We thank you for raising this concern. The central component of our framework is to perform spectral decomposition to the population graph to construct principled embeddings for OOD generalization and OOD detection (see Section 3.2). Such a decomposition is fundamentally related to spectral graph theory [1,2]. Spectral graph theory is a classic research field, concerning the study of graph partitioning through analyzing the eigenspace of the adjacency matrix. We provided an extensive discussion on spectral graph theory in the related work section (page 9), along with its connection to modern machine learning.

We would also like to point out that the terminology of graph-theoretic framework is adopted from the recent pioneering work of HaoChen et al.[3], which provided a theoretical analysis of unsupervised learning. Different from previous literature, our work focuses on the joint problem of OOD generalization and detection, which has fundamentally different data setup and learning goals (cf. Section 2). In particular, we are dealing with unlabeled data with heterogeneous mixture distribution, which is more general and challenging than previous works. We are interested in leveraging labeled data to classify some unlabeled data correctly into the known categories while rejecting the remainder of unlabeled data from new categories. Accordingly, we derive a novel theoretical analysis uniquely tailored to our problem setting, as shown in Section 4.

With that being said, we believe the suggested terminology of graph-based framework is also applicable, and will not affect the essence of our contributions. We have accordingly revised our manuscript (changes marked in blue color). Thank you again for pointing this out!

[1] Fan RK Chung and Fan Chung Graham. Spectral graph theory. Number 92. American Mathematical Soc., 1997.

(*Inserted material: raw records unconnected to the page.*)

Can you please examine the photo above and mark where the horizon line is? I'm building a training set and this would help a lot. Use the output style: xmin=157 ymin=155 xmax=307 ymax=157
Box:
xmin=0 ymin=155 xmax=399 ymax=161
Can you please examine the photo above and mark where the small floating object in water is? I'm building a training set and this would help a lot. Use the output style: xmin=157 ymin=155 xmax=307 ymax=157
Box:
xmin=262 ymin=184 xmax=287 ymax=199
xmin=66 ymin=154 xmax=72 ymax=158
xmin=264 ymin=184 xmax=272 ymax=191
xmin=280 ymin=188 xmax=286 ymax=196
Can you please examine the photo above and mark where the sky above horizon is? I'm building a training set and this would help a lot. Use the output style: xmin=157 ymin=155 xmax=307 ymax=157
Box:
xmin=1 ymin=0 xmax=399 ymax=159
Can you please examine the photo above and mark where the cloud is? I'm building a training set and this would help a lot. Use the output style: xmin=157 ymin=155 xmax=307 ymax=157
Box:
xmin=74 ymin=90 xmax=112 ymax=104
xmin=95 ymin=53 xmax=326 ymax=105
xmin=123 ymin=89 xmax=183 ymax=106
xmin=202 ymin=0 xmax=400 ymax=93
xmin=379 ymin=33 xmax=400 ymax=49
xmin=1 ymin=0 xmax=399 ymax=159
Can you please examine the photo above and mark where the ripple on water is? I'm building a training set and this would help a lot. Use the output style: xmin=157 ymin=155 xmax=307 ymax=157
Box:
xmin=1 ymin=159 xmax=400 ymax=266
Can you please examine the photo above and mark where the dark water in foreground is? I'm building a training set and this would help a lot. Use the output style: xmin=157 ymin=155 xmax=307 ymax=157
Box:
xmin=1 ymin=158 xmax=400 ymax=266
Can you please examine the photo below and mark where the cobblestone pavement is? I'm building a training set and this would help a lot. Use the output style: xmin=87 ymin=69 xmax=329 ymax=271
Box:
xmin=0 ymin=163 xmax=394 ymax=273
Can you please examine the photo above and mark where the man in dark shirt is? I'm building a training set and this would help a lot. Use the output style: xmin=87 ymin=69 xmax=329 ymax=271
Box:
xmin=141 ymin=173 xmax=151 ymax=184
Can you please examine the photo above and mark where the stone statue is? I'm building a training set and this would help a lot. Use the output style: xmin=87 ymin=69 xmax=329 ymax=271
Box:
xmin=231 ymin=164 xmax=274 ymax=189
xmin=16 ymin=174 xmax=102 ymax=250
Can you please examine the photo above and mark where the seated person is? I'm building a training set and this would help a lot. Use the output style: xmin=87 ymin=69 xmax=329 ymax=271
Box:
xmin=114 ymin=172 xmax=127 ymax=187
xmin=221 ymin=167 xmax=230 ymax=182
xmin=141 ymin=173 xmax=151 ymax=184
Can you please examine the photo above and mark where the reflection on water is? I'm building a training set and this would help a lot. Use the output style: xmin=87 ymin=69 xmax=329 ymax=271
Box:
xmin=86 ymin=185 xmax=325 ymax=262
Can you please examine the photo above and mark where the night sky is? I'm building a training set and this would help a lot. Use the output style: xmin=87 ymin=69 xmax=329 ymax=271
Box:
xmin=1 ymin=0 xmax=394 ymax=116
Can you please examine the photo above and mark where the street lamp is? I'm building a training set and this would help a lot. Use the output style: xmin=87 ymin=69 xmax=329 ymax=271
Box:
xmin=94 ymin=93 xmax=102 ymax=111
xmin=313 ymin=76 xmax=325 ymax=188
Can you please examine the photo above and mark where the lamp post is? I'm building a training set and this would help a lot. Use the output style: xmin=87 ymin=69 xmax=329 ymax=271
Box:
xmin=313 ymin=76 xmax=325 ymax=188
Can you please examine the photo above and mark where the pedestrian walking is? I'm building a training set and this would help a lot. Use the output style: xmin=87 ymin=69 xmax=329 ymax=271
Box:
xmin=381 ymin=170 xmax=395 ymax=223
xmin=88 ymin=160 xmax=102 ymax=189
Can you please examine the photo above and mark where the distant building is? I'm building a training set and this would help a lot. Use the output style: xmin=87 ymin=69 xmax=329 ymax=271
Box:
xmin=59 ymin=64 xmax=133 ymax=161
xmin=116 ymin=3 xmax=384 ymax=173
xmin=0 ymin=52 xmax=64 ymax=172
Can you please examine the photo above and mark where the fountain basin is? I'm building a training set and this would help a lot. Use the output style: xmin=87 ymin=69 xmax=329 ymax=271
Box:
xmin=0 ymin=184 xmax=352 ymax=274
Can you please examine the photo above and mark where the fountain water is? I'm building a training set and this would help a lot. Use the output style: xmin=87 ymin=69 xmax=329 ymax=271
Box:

[2] Jeff Cheeger. A lower bound for the smallest eigenvalue of the laplacian. In Proceedings of the Princeton conference in honor of Professor S. Bochner, pages 195–199, 1969.

[3] Jeff Z. HaoChen, Colin Wei, Adrien Gaidon, and Tengyu Ma. Provable guarantees for self-supervised deep learning with spectral contrastive loss. In NeurIPS, pp. 5000–5011, 2021.

W2. Additional evaluations, baselines

Literature in OOD generalization commonly considers covariate shift and domain shift. For domain shift, we have included additional evaluations on Office-Home in Appendix E.3, where the competitiveness of our method holds.

For baselines, we follow closely the latest work SCONE [4], which considers the identical problem setting as ours. In general, methods that have access to wild data are more competitive than standard OOD generalization (which only has access to in-distribution data only). We believe our results and comparisons are meaningful since we already included the SOTA method SCONE.

To make our comparison with OOD generalization baselines more convincing, we provide results of EQRM [5] and the latest SOTA baseline from CVPR'23 called SharpDRO [6]. The results of employing SVHN as semantic OOD dataset are shown in the table below (CIFAR-10 as ID, CIFAR-10-C as covariate-shift OOD). Compared to the SOTA baseline tailored for OOD generalization, our method can improve OOD Acc. by 7.59%.

MethodOOD Acc. \uparrowID Acc. \uparrowFPR \downarrowAUROC \uparrow
EQRM [5]75.7192.9351.8690.92
SharpDRO [6]79.0394.9121.2496.14
SLW (Ours)86.62±0.393.10±0.10.13±0.099.98±0.0

The numbers for OOD detection baselines are consistent with Table 3 in Bai et al. Strictly following [4], we used the Wide ResNet with 40 layers and a widen factor of 2 to conduct our experiments. The results may differ from those reported in the original baseline papers due to different network architectures and pre-training checkpoints.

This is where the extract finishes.